Bash Variable Scope Issue: Why Variables Lose Value After While Read Loop


2 views

I recently encountered a puzzling issue in bash scripting where a variable modified inside a while read loop mysteriously loses its value when the loop completes. Here's the exact scenario that baffled me and my colleagues:

echo "1">input.data
echo "2">>input.data
echo "3">>input.data
echo "4">>input.data
echo "5">>input.data

CNT=0

cat input.data | while read ;
do
  let CNT++;
  echo "Counting to $CNT"
done
echo "Count is $CNT"

Despite incrementing CNT inside the loop, the final output shows "Count is 0" instead of the expected "Count is 5". This behavior occurs because the while read loop runs in a subshell when using pipe (|), creating a separate execution environment.

Here are several reliable approaches to maintain variable values:

# Solution 1: Process substitution
CNT=0
while read
do
  let CNT++
  echo "Counting to $CNT"
done < <(cat input.data)
echo "Count is $CNT"
# Solution 2: Using file descriptor
CNT=0
exec 3< input.data
while read -u 3
do
  let CNT++
  echo "Counting to $CNT"
done
exec 3<&-
echo "Count is $CNT"

This behavior isn't just academic - it affects many practical scripting scenarios:

  • Processing log files while maintaining counters
  • Reading configuration files and collecting statistics
  • Implementing progress indicators during file operations

When using pipes in bash, each command in the pipeline runs in its own subshell. This means:

  • Variable changes in subshells don't affect the parent shell
  • Process substitution (< <()) keeps execution in the current shell
  • The same applies to command substitution ($()) in most cases
# This also creates a subshell
CNT=0
for i in $(seq 1 5); do
  let CNT++
done
echo $CNT  # Outputs 5 because for doesn't create subshell

To avoid similar issues:

  • Always be aware of subshell creation points
  • Prefer process substitution over pipes when variable persistence is needed
  • Consider using temporary files for complex data sharing between shells
  • Document scope-sensitive variables in script headers

Many bash programmers encounter this puzzling behavior where variables modified inside a while read loop don't retain their values. Here's the classic example that trips people up:

#!/bin/bash
echo "1">input.data
echo "2">>input.data
echo "3">>input.data
echo "4">>input.data
echo "5">>input.data

CNT=0

cat input.data | while read line
do
  let CNT++
  echo "Inside loop: $CNT"
done

echo "After loop: $CNT"  # Surprisingly outputs 0!
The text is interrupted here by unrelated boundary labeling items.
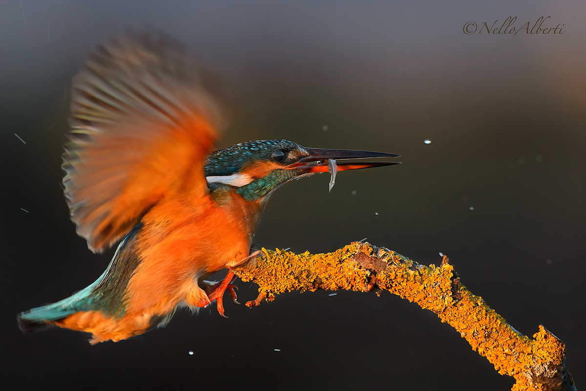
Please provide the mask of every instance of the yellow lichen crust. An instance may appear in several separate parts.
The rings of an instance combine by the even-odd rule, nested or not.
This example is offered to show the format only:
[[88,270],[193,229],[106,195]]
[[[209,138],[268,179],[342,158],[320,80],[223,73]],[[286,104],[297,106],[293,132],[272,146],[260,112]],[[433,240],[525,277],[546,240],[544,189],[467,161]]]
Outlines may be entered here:
[[[564,366],[564,344],[543,326],[531,339],[511,327],[482,297],[462,285],[445,257],[424,266],[369,243],[353,243],[333,253],[295,254],[263,249],[263,256],[234,269],[260,285],[264,299],[295,290],[387,290],[437,314],[520,390],[575,390]],[[377,294],[380,291],[377,291]]]

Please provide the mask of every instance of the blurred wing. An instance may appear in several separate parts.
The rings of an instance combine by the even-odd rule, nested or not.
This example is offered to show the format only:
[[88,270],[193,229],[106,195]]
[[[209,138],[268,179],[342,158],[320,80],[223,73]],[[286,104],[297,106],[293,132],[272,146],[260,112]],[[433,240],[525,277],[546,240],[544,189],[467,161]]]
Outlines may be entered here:
[[219,83],[186,47],[130,30],[73,79],[63,168],[77,233],[94,252],[160,200],[207,191],[204,161],[227,124]]

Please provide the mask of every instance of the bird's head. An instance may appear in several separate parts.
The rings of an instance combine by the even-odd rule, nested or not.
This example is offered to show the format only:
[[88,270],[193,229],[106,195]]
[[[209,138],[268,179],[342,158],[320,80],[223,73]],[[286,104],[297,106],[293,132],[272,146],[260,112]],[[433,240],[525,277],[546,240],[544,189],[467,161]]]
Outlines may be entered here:
[[337,164],[346,159],[397,157],[398,155],[367,151],[305,148],[287,140],[247,141],[216,151],[206,161],[206,179],[210,188],[229,186],[247,201],[264,198],[293,179],[318,172],[381,167],[398,162]]

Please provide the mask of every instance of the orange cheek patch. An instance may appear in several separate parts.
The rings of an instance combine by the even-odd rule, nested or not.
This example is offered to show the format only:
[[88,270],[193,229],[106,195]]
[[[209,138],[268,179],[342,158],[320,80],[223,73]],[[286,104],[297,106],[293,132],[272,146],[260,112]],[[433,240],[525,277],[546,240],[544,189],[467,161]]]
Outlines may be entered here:
[[282,167],[272,162],[253,161],[243,165],[240,173],[250,175],[255,179],[268,175],[271,171],[281,168]]

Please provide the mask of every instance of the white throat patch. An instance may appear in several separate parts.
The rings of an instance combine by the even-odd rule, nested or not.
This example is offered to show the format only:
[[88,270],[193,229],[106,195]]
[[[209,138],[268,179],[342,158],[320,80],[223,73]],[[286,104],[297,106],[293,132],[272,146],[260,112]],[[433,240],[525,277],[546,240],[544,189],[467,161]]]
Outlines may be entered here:
[[233,174],[231,175],[218,175],[215,176],[206,176],[206,181],[208,183],[223,183],[240,188],[248,185],[252,182],[253,178],[245,174]]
The key insight is that pipelines create subshells in bash. When you pipe data into a while read loop, the loop actually executes in a subshell (a child process). Variables modified in a subshell don't affect the parent shell's environment.

Here are several ways to work around this behavior:

1. Process Substitution (Recommended for bash)

CNT=0
while read line
do
  let CNT++
  echo "Counting: $CNT"
done < <(cat input.data)
echo "Final count: $CNT"  # Correctly outputs 5

2. Here Document Approach

CNT=0
while read line
do
  let CNT++
done <

3. Temporary File Redirect

CNT=0
exec 3< input.data
while read -u 3 line
do
  let CNT++
done
exec 3<&-
echo $CNT

4. Store Results in a File

CNT=0
cat input.data | {
while read line
do
  let CNT++
done
echo $CNT > cnt.tmp
}
CNT=$(cat cnt.tmp)
echo $CNT

Sometimes the best solution is to restructure your code:

# Count lines without needing a loop
CNT=$(wc -l < input.data)
echo $CNT

# Or using array
mapfile -t lines < input.data
CNT=${#lines[@]}
echo $CNT

For large files, some solutions perform better than others. Process substitution and file redirection are generally more efficient than creating temporary files.

Remember that bash isn't always the best tool for intensive data processing - sometimes switching to awk or perl might be more appropriate for complex tasks.